Therapeutic drugs are often easier to manufacture and distribute. Once the virus's chemistry is understood, then methods to attack the virus replication can be identified and drugs developed to attack the virus using different mechanisms. An ideal therapeutic is one administered orally and stored and transported at ambient temperatures. Presently, remdesivir is administered only by IV drip in hospitals.
Hydroxychloroquine, an antimalarial drug, is in pill form and easy to distribute and take. However, most recent clinical trials do not show efficiency for COVID-19, and the drug can have serious side effects for patients with heart problems.
What are some similarities and differences between the discovery of AIDS therapies years ago and the work today on possible COVID-19 therapies?

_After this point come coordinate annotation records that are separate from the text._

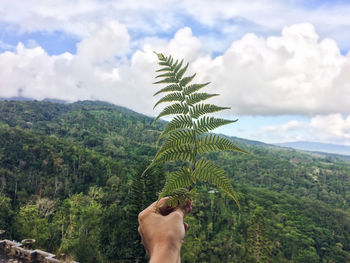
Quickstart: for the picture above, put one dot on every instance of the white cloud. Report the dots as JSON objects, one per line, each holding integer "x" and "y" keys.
{"x": 295, "y": 73}
{"x": 332, "y": 128}
{"x": 155, "y": 16}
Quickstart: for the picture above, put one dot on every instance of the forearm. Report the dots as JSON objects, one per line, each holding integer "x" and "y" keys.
{"x": 165, "y": 255}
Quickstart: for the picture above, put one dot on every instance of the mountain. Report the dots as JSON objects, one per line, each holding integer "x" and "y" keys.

The first approach then and now is the same. The first step is to screen compounds that have been or are in development for other viruses (i.e., antivirals). Thousands of compounds with characteristics of having biological activity against viruses were tested in the 1980s. AZT, which failed as an antiviral therapy for other viruses, was the first compound identified to show activity against HIV. Eventually the compound was approved for use in the general population. Continuing to understand and identify ways to attack the virus led to development of many other therapeutics to include protease inhibitors, integrase inhibitors, etc. Now a multidrug regimen often referred to as a drug cocktail is prescribed for HIV-positive patients.
Remdesivir as a therapy for COVID-19 is following a similar path. It was already in development as an antiviral therapeutic for Ebola.
How long might the process last to develop an effective therapeutic treatment for COVID-19?
In general, it takes 10 years and over $1 billion to develop a therapeutic. However, when you can narrow down the candidates in the beginning, the timeline can be reduced, thanks to advanced scientific tools not available in the past. These include, among others, polymerase chain reaction, or PCR, and X-ray crystallography. PCR takes a small sample of DNA or RNA and amplifies it millions or billions of times. Being able to understand more details about the virus will enable the development of a number of points of attack. X-ray crystallography provides details about the physical structure proteins and a binding site.
The bottom line is today there are sophisticated scientific tools to understand the virus and identify compounds in a faster timeframe. But the process is very costly. The instrumentation discussed is expensive, the consumables used in the assaying process are costly, and then there are the salaries of the scientists, to name just a few costs in the discovery phase. This is not even considering scale-up, clinical trials, manufacturing, and distribution to patient.
As a rule, pharmaceutical companies do not make much of a profit from vaccines. Instead, they prefer to target diseases for which the high cost of development can be recovered with a sizable profit. Therefore, the companies have been targeting neurological conditions such as Parkinson's disease and Alzheimer's, due to the increased population of aging patients. Also, developing drugs taken orally on a daily basis provides profits for shareholders.